Caution. Big companies were rushing headlong to grow with this richer market. Last week Dow Chemical Co. kicked off another $75 million expansion program. Revere Metals bought land for a $50 million aluminum plant. One cautionary signal was raised by the Department of Commerce, which warned that this record expansion could be sidetracked by a late-year steel shortage. Said Iron Age magazine: "When full impact of fourth-quarter automotive production schedules is felt, the already tight market will snap shut like a vise."

But no industry was trying harder to expand than steel itself. Production last week strained to 100.1% of capacity, and makers pushed toward reaching a 132 million ton capacity by Jan. 1. Detroit Steel Corp. asked the Government for a fast tax write-off on a $16.4 million expansion of ingot-making facilities, raising to $862 million the total fast amortization requests submitted recently by steel companies.
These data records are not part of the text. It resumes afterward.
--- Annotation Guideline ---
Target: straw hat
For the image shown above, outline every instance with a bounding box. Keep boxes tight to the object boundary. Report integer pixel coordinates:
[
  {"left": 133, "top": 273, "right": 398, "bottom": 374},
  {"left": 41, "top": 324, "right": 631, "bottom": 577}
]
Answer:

To meet the steelmen's needs, iron-ore supplies were also getting a boost. At Silver Bay, Minn, last week, Reserve Mining Co. dedicated the nation's first large-scale taconite processing plant to turn low-grade (25% to 35% iron) taconite ore into high-iron-content pellets. A $190 million giant with a 3,700,000-ton annual capacity, Reserve's plant is just the first of many. Taconite plants abuilding or planned will have a capacity of 33 million tons annually by 1980, provide some 40% of all inland mill ore supplies.

Confidence. Even fairdealing Leon H. Keyserling, who was President Truman's chief economist, could find little to complain about. His prediction: "Despite points of vulnerability, the American economy will achieve a new peak of $409 billion for 1956," and the annual rate will soar far above that figure in the third and fourth quarters. At week's end a poll among directors of the National Sales Executives showed that 99% believed economic prospects for 1957 are "good," and that 98% thought consumer buying would remain strong.